Oggi, come ieri, le istituzioni (in primis i giornali) sono in mano ai vecchi, quelli che, per definizione, non possono e non vogliono cambiare, laddove giovani generazioni combattono in silenzio la loro battaglia quotidiana, per la sopravvivenza contro il precariato, contro le mafie (conoscete il movimento Ammazzatecitutti ?) per costruire e dare, a noi tutti, un futuro migliore, si spera, e in ogni caso diverso. Pochi gli spazi dati a questi giovani, poco anche il credito e gli incitamenti (due articoli in due giorni da far piangere. Per fortuna i giornali sono poco letti... e ci credo!), ma cambiare si può e si deve e sta già accadendo. Non è esercizio per vecchietti debilitati da un forte superego, incartapecoriti in una granitica identità della quale non si spoglieranno mai, ma che è il principale ostacolo ad accettare un reale e profondo cambiamento.
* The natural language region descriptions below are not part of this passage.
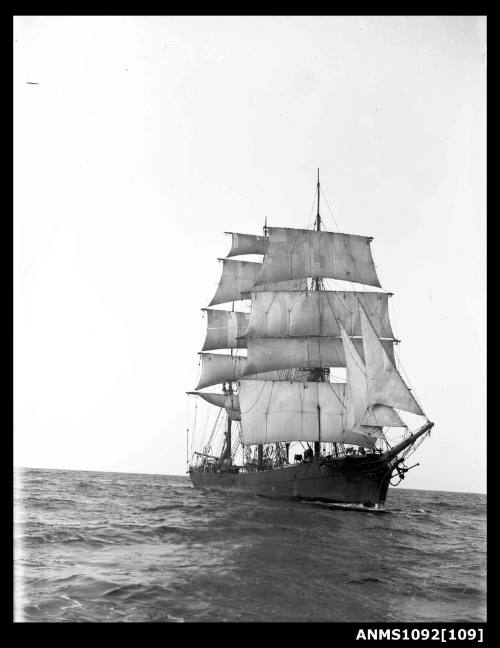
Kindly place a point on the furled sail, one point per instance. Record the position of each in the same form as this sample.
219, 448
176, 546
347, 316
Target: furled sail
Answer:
237, 277
295, 411
385, 385
230, 402
293, 284
358, 410
219, 368
298, 313
296, 253
246, 244
225, 329
267, 354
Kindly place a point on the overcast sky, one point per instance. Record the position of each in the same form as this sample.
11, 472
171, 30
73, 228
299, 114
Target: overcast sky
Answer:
140, 140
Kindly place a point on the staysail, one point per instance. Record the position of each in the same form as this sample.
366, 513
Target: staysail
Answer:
295, 411
268, 354
385, 385
225, 329
358, 410
217, 368
230, 402
246, 244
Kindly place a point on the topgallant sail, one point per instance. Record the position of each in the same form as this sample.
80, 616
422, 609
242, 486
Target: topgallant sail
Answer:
286, 425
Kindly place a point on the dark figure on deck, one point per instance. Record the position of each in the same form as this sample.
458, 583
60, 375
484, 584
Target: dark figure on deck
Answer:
308, 455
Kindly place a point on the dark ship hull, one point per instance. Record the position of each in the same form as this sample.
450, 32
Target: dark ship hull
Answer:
353, 480
361, 480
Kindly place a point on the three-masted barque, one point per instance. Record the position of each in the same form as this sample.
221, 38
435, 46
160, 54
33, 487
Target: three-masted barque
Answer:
286, 425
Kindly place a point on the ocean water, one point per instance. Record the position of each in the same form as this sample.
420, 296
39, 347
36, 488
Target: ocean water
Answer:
93, 546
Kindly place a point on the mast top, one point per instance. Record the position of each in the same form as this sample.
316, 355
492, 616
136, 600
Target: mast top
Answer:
318, 218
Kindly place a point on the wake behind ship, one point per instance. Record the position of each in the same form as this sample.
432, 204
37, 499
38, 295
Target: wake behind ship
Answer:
313, 410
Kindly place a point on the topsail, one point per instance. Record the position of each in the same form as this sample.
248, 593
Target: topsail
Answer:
295, 253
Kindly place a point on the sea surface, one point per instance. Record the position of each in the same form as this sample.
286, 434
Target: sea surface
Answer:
95, 546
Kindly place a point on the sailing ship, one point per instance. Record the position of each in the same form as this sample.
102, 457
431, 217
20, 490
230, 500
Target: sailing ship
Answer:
311, 397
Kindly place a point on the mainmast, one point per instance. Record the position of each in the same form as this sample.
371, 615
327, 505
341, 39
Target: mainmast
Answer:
318, 375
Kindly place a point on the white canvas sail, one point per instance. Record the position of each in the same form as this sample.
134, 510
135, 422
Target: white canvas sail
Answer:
230, 402
225, 329
246, 244
237, 277
385, 385
296, 253
298, 313
217, 368
296, 411
268, 354
359, 412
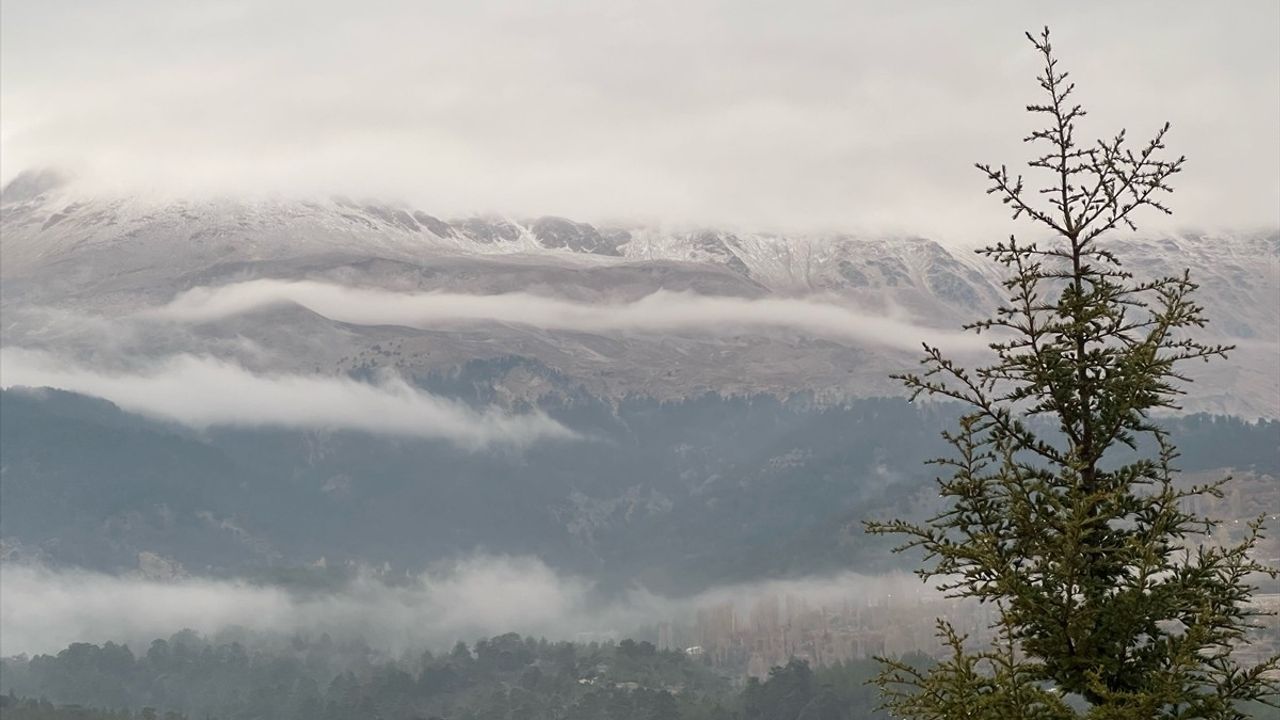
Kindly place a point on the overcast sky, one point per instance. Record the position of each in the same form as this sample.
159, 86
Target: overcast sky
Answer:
785, 115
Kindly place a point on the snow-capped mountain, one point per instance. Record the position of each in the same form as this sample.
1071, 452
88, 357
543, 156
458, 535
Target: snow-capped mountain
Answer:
68, 258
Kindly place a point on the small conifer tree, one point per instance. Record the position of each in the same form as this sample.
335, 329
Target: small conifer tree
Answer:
1111, 598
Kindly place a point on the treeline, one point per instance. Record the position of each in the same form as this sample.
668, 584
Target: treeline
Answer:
502, 678
30, 709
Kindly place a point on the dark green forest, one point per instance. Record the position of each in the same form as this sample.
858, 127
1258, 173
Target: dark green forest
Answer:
503, 678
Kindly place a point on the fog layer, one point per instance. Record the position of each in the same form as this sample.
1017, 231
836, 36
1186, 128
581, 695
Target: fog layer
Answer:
204, 392
42, 610
659, 311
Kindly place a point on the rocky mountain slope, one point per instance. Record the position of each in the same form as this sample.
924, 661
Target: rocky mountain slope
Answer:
67, 260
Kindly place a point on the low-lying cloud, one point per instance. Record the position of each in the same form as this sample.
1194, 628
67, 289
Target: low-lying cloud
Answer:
658, 311
42, 610
206, 392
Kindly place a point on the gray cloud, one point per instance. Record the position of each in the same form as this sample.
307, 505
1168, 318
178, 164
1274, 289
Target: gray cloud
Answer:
204, 391
658, 311
814, 114
42, 610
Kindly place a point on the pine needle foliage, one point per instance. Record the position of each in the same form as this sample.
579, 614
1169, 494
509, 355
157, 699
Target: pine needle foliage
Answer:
1112, 602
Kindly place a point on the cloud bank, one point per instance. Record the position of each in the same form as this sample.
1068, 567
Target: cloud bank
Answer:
204, 392
42, 610
826, 113
659, 311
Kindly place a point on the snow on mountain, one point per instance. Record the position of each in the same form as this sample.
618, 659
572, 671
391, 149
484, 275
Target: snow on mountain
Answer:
112, 256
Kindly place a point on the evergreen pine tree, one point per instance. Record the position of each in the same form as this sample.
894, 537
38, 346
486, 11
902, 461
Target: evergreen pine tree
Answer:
1112, 601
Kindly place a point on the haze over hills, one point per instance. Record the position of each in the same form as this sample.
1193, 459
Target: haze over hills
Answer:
364, 383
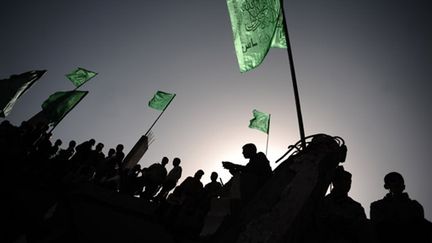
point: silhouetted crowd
(33, 164)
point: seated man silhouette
(152, 178)
(396, 217)
(249, 177)
(339, 217)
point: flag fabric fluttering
(257, 25)
(260, 121)
(80, 75)
(161, 100)
(13, 88)
(59, 104)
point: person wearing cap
(340, 218)
(396, 217)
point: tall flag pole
(268, 135)
(294, 80)
(258, 26)
(80, 76)
(160, 101)
(14, 87)
(59, 104)
(261, 121)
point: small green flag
(80, 75)
(14, 87)
(257, 25)
(161, 100)
(59, 104)
(260, 121)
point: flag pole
(294, 80)
(268, 135)
(55, 125)
(159, 116)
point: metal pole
(294, 80)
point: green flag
(59, 104)
(80, 75)
(260, 121)
(13, 88)
(257, 25)
(161, 100)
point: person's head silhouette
(249, 150)
(341, 181)
(176, 162)
(213, 176)
(164, 161)
(199, 174)
(394, 182)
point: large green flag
(59, 104)
(257, 25)
(80, 75)
(260, 121)
(13, 88)
(161, 100)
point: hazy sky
(363, 70)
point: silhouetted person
(396, 217)
(188, 219)
(252, 175)
(97, 155)
(171, 179)
(211, 191)
(191, 189)
(152, 178)
(213, 188)
(83, 152)
(66, 154)
(55, 148)
(107, 174)
(119, 156)
(340, 218)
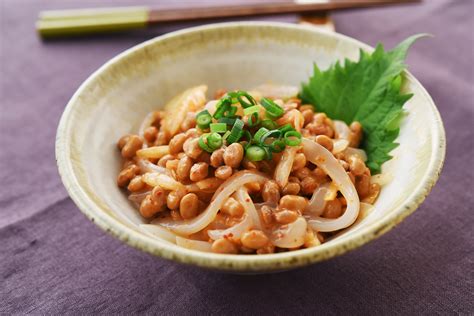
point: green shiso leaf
(367, 91)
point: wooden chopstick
(86, 21)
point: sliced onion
(339, 145)
(235, 231)
(211, 106)
(146, 123)
(283, 169)
(277, 91)
(238, 180)
(381, 179)
(291, 235)
(155, 152)
(138, 197)
(331, 193)
(147, 166)
(292, 117)
(342, 130)
(164, 181)
(357, 152)
(365, 210)
(244, 198)
(318, 201)
(158, 231)
(321, 157)
(193, 244)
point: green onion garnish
(203, 119)
(245, 99)
(227, 120)
(292, 138)
(268, 153)
(214, 141)
(236, 131)
(255, 153)
(273, 110)
(226, 134)
(230, 111)
(218, 127)
(253, 120)
(203, 143)
(270, 134)
(278, 146)
(269, 124)
(222, 106)
(258, 135)
(251, 110)
(286, 128)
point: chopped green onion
(245, 99)
(222, 106)
(203, 120)
(273, 110)
(218, 127)
(251, 110)
(227, 120)
(268, 153)
(255, 153)
(203, 112)
(230, 111)
(273, 134)
(292, 138)
(278, 146)
(286, 128)
(203, 143)
(214, 141)
(269, 124)
(258, 135)
(236, 131)
(226, 134)
(253, 120)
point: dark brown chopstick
(86, 21)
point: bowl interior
(115, 99)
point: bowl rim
(269, 262)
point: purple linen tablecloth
(54, 261)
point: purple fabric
(54, 261)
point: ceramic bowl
(114, 100)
Per cambiare in maniera davvero feconda, senza incappare negli errori dei padri (guerre, rivoluzioni, eccetera), bisogna accumulare conoscenza, l'unica eredità delle passate generazioni che davvero valga la pena salvaguardare.
Nelle aziende, nelle istituzioni, in politica, chi davvero ha voglia di imparare per cambiare? Chi ha l'umiltà, come i giovani universitari, di presentarsi davanti al sapere accumulato dall'umanità, per comprendere una modalità davvero nuova di cambiamento, senza perpetuare ancora una volta la propria identità?
Dunque, il futuro non è oggi, ma va costruito da chi nel futuro ci sarà, e chi non ci sarà, ma vuol dare un contributo, accumulando conoscenze, come fanno i giovani, rendendole disponibili in forma intellegibile ad altri (ruolo principe dell'Università, ma non solo) oppure "aprendosi" ai cambiamenti profondi (che è equivalente a dire "rinunciare", in tutto o in parte, alla propria identità).
Siamo disponibili a questo processo? Celli e Prodi danno per scontato di no, e, forse, hanno ragione per le loro generazioni che, probabilmente, non hanno più il fisico per mettersi in discussione.
Rimangono i giovani, ma solo quelli col fisico bestiale e, secondo me, per fortuna ce ne sono ancora tanti.